Again the hail was repeated. This time the captain waved his hand denoting complete understanding. Then he turned as if he was giving some orders aloud to the crew, but instead he told the steersman to luff a little, and spoke quietly to the first mate:
“Two minutes more and we’ll be out of it, Mr. Jarvis,” he said; “she will never fire at us.”
The cutter still held on, and was by this time well astern. The officer who had hailed was standing with his companion expectantly leaning against the shrouds.
Conyngham whipped the trumpet from under his coat, as if it had just been handed him, and bellowed something back over the taffrail. Then he waved his hand cheerfully and went on smoking his pipe.
The two men on the English vessel were evidently perplexed. But the Charming Peggy, now having gone back to her course again, and having the weather-gage, was rapidly leaving. At last, as if her suspicion had been satisfied, the cutter wore, let go her sheets, and went off free to the southeast.
The men on the Charming Peggy were all in a broad grin, and Mr.
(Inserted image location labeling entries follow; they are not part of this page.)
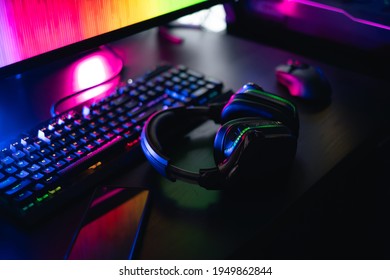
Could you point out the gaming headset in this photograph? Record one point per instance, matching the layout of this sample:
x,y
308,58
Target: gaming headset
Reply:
x,y
258,136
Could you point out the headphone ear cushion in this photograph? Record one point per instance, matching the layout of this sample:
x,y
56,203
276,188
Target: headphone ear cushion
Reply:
x,y
252,146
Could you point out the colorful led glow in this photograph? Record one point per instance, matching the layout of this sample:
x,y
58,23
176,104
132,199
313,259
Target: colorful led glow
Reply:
x,y
287,8
228,151
31,27
277,98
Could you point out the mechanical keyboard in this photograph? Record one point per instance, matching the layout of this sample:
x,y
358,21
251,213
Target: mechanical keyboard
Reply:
x,y
61,158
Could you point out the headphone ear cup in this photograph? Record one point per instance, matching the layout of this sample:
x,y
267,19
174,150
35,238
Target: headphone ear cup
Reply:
x,y
252,101
250,146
Jarvis was almost hugging himself in sheer delight and relief.
“I thought you spoke no Dutch, sir,” he said, laughing. “What was it you said to him?”
“I haven’t the slightest idea,” was Conyngham’s rejoinder, “but I think it had some Irish in it.”
He did not appear amused, however, and a moment or two later he stopped suddenly in the pacing that he had taken up again. With a stern look on his face he ordered that the two men he had told to go below should be sent up to him at once.
If the crew had been surprised at what they had just witnessed, they were soon to be more so. The two men appeared and, hat in hand, stood at the mast. Higgins carried in one hand a bundle of iron nails and in the other the ax, one side of which was flat like a hammer.